Overall, it was a positive experience. The staff were friendly and it was great hearing the stories of people who had donated blood. So many had been donating because their family and friends had previously needed blood, and they wanted to help someone in the same situation. I cannot recommend this process more, it is easy and is instantly gratifying.

The only grievance I have is that as a gay man, I was not able to be myself truthfully. Gay and bisexual men have to either lie about their identity or abstain from any kind of sexual contact with other men for 12 months, with or without condoms. Either way, it is a compromise of who we are. It makes dishonesty a necessity in one instance, which then adds weight to the cultural belief that LGBT people are deceitful, as mentioned in my previous article about coming out.

While other donors were openly talking with the nurse about their wife and boyfriend, I could not talk about mine. The stigma surrounding gay men donating blood made me feel as though I should be ashamed of my sexuality and that it is in some way unclear — a feeling I have not had for a long time.

Abstaining is equally unfair. In order to be fully sure I was safe to donate, and also to understand the personal impact of abstaining, I did go through with it. This process obviously makes forming relationships harder. Because of the culture of gay men and students, most people I would be likely to talk to are not prepared to stick around and wait for me when there is someone else willing to do more for them. Luckily, when I met my current boyfriend, he was understanding and patient about this.

With no one to romantically engage with for a long time, I became very bored and lonely. As such I found myself drinking more which led to weight gain (not aided by the alluring call of drunk food). This worsened my self image and ultimately had a profound impact on my mood.

Perhaps the most frustrating part of this law is that it does not even really make sense. Instead, it is a hangover from the AIDs crisis, which still leaves people in fear of gay blood. By putting a blanket ban on all gay men, it actively victimises all gay people rather than preventing donations from those who engage in risky sex, gay or straight.
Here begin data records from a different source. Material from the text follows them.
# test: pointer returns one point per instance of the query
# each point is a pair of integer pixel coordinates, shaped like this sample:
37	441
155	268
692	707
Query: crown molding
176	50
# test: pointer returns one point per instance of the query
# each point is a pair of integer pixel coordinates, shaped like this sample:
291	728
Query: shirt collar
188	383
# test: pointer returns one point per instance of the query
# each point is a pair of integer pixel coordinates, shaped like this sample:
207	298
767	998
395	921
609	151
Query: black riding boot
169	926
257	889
It is foolish and dangerous to deny that HIV and hepatitis rates are higher among gay and bisexual men, but 12 months of no sex, even when condoms are used, is unnecessary. I have been vaccinated against Hepatitis A and B as part of travel vaccines, as many other people have been. These things should be assessed on a case by case basis, with a general rule that any person who has had unprotected sex within the past three months be questioned further. In fact, they already question donors in a consultation room, so this will not take up any new resources.
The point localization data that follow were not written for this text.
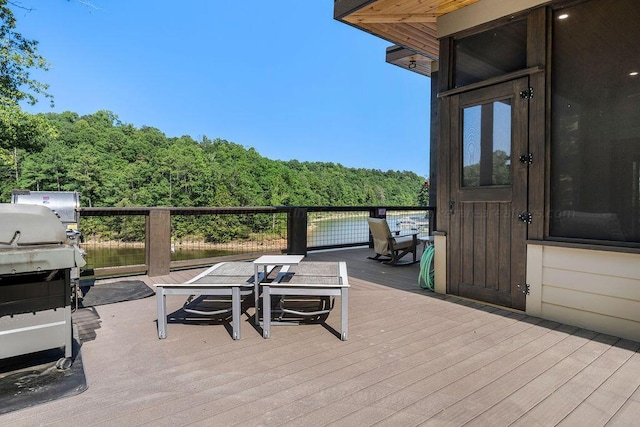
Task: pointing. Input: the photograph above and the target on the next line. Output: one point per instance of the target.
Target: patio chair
(213, 287)
(305, 294)
(388, 247)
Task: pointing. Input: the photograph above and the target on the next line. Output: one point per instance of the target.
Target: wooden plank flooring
(412, 358)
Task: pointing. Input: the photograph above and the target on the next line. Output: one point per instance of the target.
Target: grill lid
(32, 238)
(27, 225)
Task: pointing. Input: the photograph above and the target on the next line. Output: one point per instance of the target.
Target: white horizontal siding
(593, 289)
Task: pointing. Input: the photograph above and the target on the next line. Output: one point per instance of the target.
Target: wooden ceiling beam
(392, 18)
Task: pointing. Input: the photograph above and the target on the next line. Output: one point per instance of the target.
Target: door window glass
(486, 144)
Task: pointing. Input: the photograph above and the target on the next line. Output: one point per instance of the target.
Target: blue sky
(283, 77)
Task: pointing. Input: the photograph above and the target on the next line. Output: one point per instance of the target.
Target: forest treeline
(116, 164)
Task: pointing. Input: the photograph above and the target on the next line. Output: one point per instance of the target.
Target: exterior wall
(592, 289)
(482, 12)
(440, 263)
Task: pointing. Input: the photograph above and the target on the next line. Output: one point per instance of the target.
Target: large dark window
(595, 119)
(491, 53)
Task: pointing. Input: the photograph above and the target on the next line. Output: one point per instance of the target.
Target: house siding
(592, 289)
(482, 12)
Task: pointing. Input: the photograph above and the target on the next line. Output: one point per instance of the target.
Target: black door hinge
(527, 93)
(527, 159)
(526, 217)
(524, 288)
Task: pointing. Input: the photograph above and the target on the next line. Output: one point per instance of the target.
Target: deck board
(413, 357)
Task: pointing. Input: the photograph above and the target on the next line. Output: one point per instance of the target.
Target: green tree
(18, 56)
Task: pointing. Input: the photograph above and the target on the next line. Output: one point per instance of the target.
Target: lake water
(323, 232)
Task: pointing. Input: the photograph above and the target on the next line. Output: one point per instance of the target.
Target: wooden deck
(412, 358)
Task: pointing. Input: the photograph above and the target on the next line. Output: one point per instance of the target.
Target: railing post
(297, 231)
(158, 242)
Any gay or bisexual man who has received a HIV negative result after not engaging in unprotected sex for three months with any new sexual partners should be able to donate. The current laws exclude monogamous homosexual couples who are both aware of their HIV negative status and gay and bisexual men who practise safe sex, as these do not fit the stereotype of the promiscuous and dangerous gay man.

Perhaps the inconvenient truth is that the NHS has said that they do not need the number of donors to increase significantly. Neil Simms, Senior Marketing Co-ordinator for donor centres in the north, said that due to increased efficiencies of procedures, less blood is needed. Currently, about 3-4 per cent of the eligible population donates blood, and Simms revealed to me on the phone that if this increased to 10 per cent it would in fact be too much. As the NHS does not need a huge increase in the number of donations of blood, there is no need to challenge their stigmatisation of gay and bisexual men.

All the issues raised in this article are why LGBT history month still matters. It reminds us that we still face judgement based on the issues of our past, and that we must work hard to dispel the social stigmas that are held against us.